Over the last 20 years, I have worked at Microsoft in a combination of research and product roles. In particular, I’ve spent about 15 years as a researcher at MSR, doing fundamental research in streaming, big data processing, databases, and distributed computing. My style of working is to attack difficult problems, and through fundamental understanding and insight, create new artifacts that enable important problems to be solved in vastly better ways. For instance, my work on streaming data processing enabled people with real time data processing problems to specify their processing logic in new, powerful ways, and also resulted in an artifact called Trill, which was orders of magnitude more performant than anything which preceded it. Within the academic community, I have published many papers, some with best paper awards (e.g. Best Paper Award at ICDE 2012), and two with test of time awards (e.g. SIGMOD 2011 Test of Time award and ICDT 2018 Test of Time award), and have also taken many organizational roles in database conferences.

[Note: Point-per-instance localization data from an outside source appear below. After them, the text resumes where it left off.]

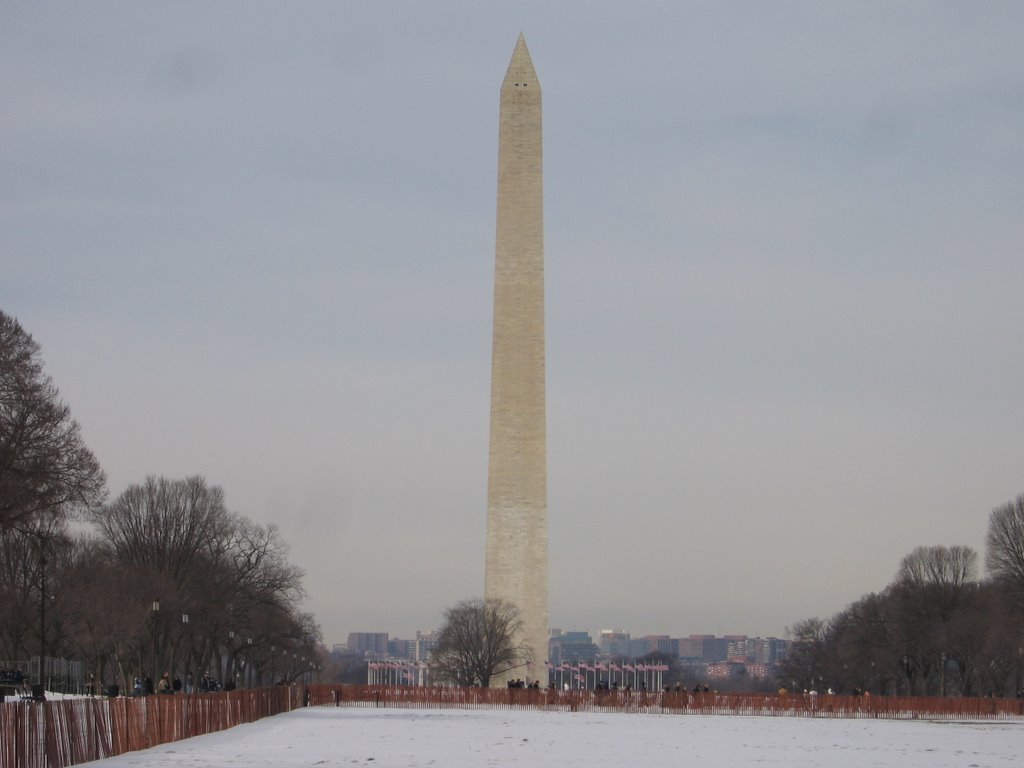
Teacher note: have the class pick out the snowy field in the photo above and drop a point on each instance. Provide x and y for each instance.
(456, 738)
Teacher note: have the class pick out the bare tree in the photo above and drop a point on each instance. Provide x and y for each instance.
(948, 567)
(1005, 556)
(45, 468)
(806, 659)
(479, 641)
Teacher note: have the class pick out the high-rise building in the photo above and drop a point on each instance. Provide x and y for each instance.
(517, 480)
(369, 643)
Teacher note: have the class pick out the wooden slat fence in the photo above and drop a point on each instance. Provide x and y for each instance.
(57, 733)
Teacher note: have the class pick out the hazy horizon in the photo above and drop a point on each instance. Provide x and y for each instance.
(783, 263)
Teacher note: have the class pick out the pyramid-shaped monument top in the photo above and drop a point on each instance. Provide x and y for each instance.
(520, 73)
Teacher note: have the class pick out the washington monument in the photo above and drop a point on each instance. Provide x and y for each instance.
(517, 478)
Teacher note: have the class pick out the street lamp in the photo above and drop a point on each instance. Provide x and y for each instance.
(184, 623)
(156, 612)
(42, 611)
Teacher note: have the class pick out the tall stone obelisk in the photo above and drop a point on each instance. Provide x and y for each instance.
(517, 479)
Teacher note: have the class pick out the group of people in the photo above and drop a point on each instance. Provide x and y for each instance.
(517, 683)
(168, 686)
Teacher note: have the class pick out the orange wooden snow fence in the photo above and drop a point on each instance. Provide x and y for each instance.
(671, 702)
(52, 734)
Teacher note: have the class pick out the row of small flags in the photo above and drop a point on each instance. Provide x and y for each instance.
(564, 666)
(601, 667)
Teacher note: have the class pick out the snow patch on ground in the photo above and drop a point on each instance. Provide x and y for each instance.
(459, 738)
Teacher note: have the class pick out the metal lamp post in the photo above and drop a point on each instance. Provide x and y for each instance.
(153, 672)
(184, 623)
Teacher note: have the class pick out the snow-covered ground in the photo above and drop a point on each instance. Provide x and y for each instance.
(457, 738)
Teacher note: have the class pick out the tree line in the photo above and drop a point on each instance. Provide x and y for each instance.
(163, 578)
(937, 629)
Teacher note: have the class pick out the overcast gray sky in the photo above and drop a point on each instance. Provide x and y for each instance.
(784, 273)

My research has also had significant impact on many Microsoft products, including SQL Server, Office, Windows, Bing, and Halo, as well as leading to the creation of entirely new products like Microsoft StreamInsight, Azure Stream Analytics, Trill, and most recently, Ambrosia. I spent 5 years building Microsoft StreamInsight, serving as a founder and architect for the product. Trill has become the de-facto standard for temporal and stream data processing within Microsoft, and years after creation, is still the most expressive and performant general purpose stream data processor in the world. I am also an inventor of 30+ patents.